My Rating: 6/10
Rotten Tomatometer: 91% Certified Fresh
PLOT: When Greg Sestero (Dave Franco), an aspiring film actor, meets the weird and mysterious Tommy Wiseau (James Franco) in an acting class, they form a unique friendship and travel to Hollywood to make their dreams come true by making their own movie, “The Room”, which has since attained cult status as the “Citizen Kane” of bad movies.
Oh, dear god.
I cannot take anything away from the performances in this movie. I have seen “The Room”, regrettably, and I can vouch for the accuracy of James Franco’s bravura performance as Tommy Wiseau, a man who sometimes behaves like an alien trying to impersonate a human. The recreation of shots and scenes from “The Room”, seen from the perspective of the cast and crew filming them, are fantastic. For fans of the source material, these scenes are probably even MORE enjoyable.
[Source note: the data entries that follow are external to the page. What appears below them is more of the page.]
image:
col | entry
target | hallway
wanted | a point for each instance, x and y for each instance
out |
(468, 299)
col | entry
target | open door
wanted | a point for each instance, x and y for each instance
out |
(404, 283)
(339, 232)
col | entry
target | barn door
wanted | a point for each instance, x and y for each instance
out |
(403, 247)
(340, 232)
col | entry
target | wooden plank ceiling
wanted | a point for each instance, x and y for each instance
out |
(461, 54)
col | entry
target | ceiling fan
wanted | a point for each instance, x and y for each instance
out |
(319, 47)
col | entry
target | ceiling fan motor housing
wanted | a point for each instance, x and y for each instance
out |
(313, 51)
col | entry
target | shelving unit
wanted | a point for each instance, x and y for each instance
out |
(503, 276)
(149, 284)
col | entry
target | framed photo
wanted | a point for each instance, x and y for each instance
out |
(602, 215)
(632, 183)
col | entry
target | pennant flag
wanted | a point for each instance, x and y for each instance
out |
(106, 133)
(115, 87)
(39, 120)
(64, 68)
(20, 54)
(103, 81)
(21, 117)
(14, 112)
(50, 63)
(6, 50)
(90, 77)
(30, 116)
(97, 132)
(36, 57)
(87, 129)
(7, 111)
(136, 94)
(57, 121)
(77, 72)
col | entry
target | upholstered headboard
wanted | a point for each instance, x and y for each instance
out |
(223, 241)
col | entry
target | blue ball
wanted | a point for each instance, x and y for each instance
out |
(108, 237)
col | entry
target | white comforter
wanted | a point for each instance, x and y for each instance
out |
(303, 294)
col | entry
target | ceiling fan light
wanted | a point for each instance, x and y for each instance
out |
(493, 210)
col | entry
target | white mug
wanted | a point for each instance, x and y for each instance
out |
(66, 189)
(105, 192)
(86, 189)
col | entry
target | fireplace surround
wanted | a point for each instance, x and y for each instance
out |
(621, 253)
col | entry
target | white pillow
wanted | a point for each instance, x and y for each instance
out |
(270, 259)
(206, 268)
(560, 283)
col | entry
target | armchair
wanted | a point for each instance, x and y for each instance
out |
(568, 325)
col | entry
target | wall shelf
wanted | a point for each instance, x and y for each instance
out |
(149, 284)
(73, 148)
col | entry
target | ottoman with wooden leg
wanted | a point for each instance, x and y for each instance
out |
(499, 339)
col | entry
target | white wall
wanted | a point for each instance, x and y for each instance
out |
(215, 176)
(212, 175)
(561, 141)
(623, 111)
I can see how this film is trying, or APPEARS to be trying, to be almost a parable for every actor who ever drove, flew, or bused to Los Angeles with nothing but a resume and a line on a low-rent apartment, hoping to get their one shot at fame and glory. (If this wasn’t intentional, then they shouldn’t have used the occasional bits of uplifting music in the score.)
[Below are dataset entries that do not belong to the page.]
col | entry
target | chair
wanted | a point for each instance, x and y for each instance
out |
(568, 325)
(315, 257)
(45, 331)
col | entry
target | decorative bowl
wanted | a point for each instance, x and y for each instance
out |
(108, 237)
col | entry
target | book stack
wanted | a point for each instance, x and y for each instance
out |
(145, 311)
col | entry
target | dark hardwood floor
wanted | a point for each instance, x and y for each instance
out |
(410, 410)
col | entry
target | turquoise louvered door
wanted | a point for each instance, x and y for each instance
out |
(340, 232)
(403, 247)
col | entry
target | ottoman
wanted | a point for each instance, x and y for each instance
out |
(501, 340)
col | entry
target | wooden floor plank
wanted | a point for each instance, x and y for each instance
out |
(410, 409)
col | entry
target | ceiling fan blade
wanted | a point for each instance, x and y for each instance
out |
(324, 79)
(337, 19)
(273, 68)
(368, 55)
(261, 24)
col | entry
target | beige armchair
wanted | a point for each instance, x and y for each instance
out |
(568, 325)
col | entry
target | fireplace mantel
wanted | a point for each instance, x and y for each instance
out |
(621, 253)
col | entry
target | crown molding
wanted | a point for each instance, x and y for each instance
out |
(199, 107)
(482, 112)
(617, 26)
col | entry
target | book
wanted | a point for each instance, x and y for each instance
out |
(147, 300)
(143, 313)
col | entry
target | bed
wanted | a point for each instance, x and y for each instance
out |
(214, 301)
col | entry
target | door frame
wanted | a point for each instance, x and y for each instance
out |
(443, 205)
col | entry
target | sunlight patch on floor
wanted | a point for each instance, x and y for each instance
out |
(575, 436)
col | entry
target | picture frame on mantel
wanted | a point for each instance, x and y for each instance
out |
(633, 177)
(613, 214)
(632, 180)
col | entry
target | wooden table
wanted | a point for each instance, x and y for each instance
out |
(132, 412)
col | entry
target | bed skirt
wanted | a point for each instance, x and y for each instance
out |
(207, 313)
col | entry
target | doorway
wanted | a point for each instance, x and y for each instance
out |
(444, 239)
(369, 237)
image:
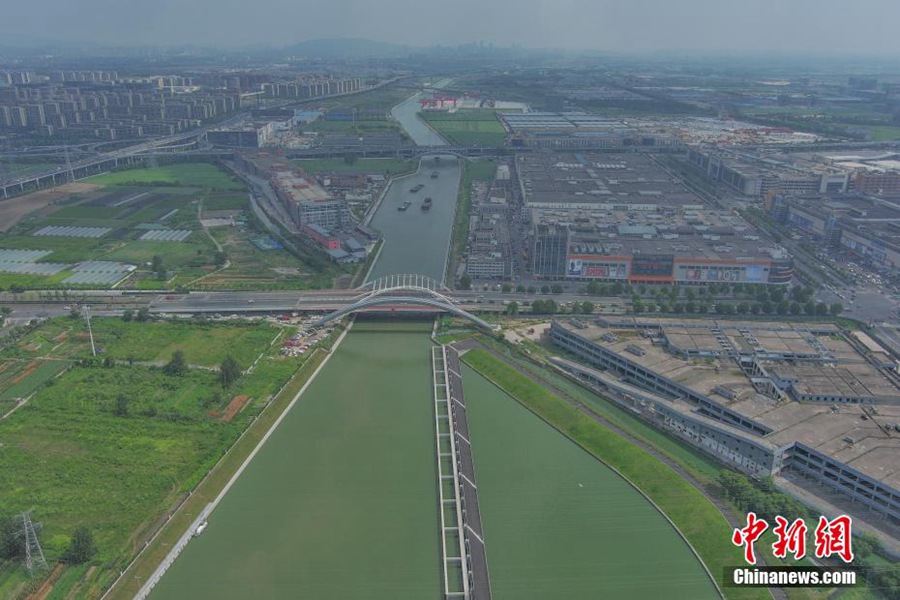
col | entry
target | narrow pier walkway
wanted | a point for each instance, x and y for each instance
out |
(479, 580)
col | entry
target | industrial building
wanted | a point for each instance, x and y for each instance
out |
(756, 173)
(247, 135)
(866, 226)
(621, 218)
(577, 130)
(773, 399)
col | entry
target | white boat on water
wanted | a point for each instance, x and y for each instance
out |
(200, 528)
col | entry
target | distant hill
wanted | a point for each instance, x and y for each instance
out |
(347, 48)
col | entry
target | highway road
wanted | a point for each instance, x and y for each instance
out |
(272, 302)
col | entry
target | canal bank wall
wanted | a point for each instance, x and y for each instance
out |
(208, 510)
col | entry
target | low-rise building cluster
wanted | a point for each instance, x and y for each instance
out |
(622, 218)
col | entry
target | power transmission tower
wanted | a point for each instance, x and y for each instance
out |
(87, 316)
(70, 173)
(34, 556)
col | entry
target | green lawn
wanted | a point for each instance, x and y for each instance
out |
(701, 523)
(190, 174)
(341, 502)
(558, 523)
(75, 456)
(202, 344)
(468, 127)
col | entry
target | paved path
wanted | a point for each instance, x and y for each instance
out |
(733, 519)
(481, 585)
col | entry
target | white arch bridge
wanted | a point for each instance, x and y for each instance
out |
(407, 290)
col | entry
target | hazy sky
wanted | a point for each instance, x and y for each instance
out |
(828, 26)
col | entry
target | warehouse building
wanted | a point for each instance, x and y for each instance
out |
(745, 410)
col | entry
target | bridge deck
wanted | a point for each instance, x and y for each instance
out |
(453, 547)
(474, 536)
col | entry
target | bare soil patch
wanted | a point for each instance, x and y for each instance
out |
(12, 210)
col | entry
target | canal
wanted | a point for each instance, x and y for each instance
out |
(341, 502)
(560, 524)
(415, 240)
(407, 113)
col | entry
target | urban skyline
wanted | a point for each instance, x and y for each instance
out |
(804, 27)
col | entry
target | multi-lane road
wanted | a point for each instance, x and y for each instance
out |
(228, 303)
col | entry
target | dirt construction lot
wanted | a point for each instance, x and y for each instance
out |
(12, 211)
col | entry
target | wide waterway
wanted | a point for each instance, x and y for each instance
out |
(341, 502)
(560, 524)
(407, 114)
(417, 241)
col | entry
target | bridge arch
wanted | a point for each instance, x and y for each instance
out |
(407, 289)
(405, 300)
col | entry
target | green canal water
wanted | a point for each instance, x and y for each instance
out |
(558, 523)
(341, 502)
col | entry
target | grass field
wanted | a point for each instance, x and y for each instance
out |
(341, 501)
(168, 198)
(190, 175)
(210, 487)
(76, 456)
(18, 379)
(558, 523)
(204, 345)
(701, 523)
(9, 168)
(468, 126)
(382, 98)
(381, 166)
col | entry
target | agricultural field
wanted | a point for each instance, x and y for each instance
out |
(18, 379)
(257, 261)
(144, 231)
(200, 175)
(113, 445)
(382, 98)
(468, 126)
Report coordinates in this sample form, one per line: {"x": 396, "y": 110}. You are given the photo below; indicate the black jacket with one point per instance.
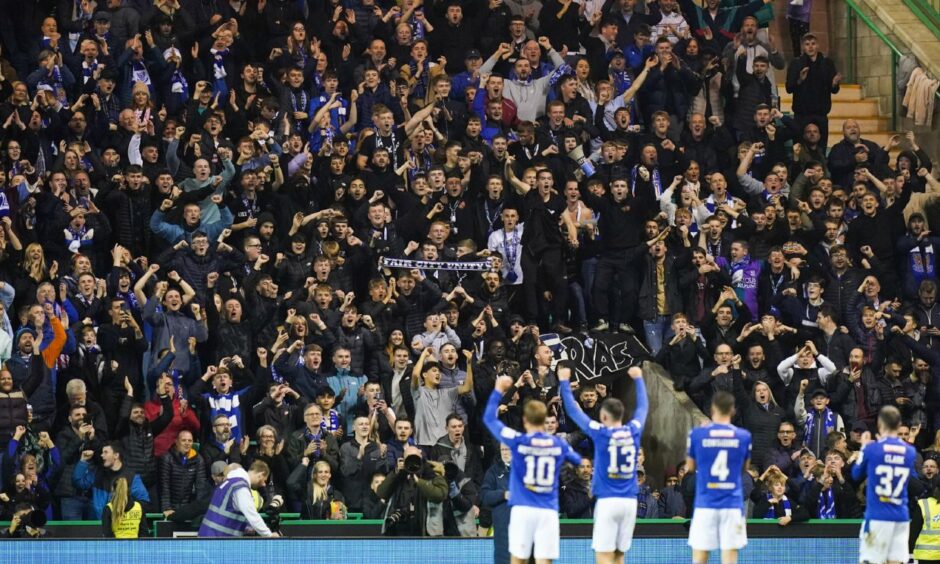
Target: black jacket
{"x": 182, "y": 478}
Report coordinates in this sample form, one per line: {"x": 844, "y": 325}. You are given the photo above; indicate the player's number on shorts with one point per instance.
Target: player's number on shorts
{"x": 719, "y": 467}
{"x": 622, "y": 459}
{"x": 891, "y": 480}
{"x": 539, "y": 471}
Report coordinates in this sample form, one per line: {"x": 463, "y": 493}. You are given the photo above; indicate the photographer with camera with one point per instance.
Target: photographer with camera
{"x": 78, "y": 437}
{"x": 27, "y": 523}
{"x": 232, "y": 509}
{"x": 408, "y": 490}
{"x": 360, "y": 458}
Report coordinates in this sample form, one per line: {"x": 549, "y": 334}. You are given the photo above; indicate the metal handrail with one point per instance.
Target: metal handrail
{"x": 927, "y": 13}
{"x": 855, "y": 13}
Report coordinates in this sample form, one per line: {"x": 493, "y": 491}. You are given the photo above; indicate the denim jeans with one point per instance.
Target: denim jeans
{"x": 655, "y": 329}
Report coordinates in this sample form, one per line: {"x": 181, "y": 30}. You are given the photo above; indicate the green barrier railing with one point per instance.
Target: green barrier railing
{"x": 855, "y": 15}
{"x": 928, "y": 12}
{"x": 355, "y": 519}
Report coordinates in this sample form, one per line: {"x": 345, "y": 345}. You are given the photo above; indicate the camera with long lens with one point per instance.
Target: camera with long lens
{"x": 397, "y": 517}
{"x": 509, "y": 368}
{"x": 273, "y": 511}
{"x": 413, "y": 463}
But…BUT…what we have here is one of the great paradoxes of my movie-loving existence. James Franco has recreated Mr. Wiseau with such passion and accuracy…that watching the movie was not enjoyable for me. I felt the same anger and borderline hate that I felt towards Bob in “What About Bob?” I wanted a car to run Wiseau over. I wanted the crew to beat him up in the alley. I wanted Greg (D. Franco) to punch him in his mumbling, mush-mouthed face. Wiseau may be a cult celebrity, but if he were on fire, I wouldn’t waste my cell phone minutes calling 911. If the scenes depicting his behind-the-camera antics are even just 25% true, the real Wiseau should be flogged, not adored.
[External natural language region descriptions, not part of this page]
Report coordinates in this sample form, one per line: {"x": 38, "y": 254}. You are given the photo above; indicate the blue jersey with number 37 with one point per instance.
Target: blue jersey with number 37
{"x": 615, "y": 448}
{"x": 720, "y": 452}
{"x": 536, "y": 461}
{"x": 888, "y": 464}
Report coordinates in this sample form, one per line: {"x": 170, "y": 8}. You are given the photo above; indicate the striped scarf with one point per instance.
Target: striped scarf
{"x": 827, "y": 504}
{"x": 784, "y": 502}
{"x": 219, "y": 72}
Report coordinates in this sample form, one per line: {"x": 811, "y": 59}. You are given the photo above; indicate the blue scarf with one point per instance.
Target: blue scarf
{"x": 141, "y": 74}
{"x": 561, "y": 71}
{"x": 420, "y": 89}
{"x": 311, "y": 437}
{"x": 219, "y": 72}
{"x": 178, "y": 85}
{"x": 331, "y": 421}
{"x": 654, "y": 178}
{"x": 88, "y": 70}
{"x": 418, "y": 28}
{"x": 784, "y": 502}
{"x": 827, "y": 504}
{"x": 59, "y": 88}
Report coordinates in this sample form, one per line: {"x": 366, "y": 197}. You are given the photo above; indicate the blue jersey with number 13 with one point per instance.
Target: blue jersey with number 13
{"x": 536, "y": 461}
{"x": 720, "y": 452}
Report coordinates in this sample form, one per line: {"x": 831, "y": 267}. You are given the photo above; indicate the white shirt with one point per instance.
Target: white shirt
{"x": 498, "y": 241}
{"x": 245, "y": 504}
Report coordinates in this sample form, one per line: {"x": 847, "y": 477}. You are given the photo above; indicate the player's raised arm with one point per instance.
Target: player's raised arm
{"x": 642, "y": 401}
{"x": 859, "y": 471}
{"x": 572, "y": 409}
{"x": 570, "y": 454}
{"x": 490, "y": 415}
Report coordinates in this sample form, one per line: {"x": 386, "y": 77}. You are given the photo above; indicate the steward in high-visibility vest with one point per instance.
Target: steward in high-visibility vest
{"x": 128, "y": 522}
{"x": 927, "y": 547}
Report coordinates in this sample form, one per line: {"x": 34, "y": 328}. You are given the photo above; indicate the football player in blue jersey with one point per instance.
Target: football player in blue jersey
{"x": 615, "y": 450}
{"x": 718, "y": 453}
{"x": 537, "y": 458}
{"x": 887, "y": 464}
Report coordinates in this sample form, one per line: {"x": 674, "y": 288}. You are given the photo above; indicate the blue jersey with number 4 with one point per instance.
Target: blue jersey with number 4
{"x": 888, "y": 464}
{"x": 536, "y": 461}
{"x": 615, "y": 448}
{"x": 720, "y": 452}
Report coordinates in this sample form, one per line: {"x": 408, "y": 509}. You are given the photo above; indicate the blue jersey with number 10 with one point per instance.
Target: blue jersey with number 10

For me, the most enjoyable part of this movie is playing “Spot the Cameo.” Seth Rogen and the Francos called in a lot of favors with their friends (much like they did with “This Is the End”), and the results look like a Judd Apatow reboot of “The Player.” One cameo in particular took me by COMPLETE surprise because I didn’t know it was her/him/whichever until reading the closing credits. Astonishing.
So the movie is not a BAD film. It’s a good film about a jackass. Sometimes that can be a good thing (“Raging Bull”, “Happiness”, “Your Friends and Neighbors”, “In the Company of Men”, “Closer”, et al). But this crosses some kind of line for me. This was not a fun time.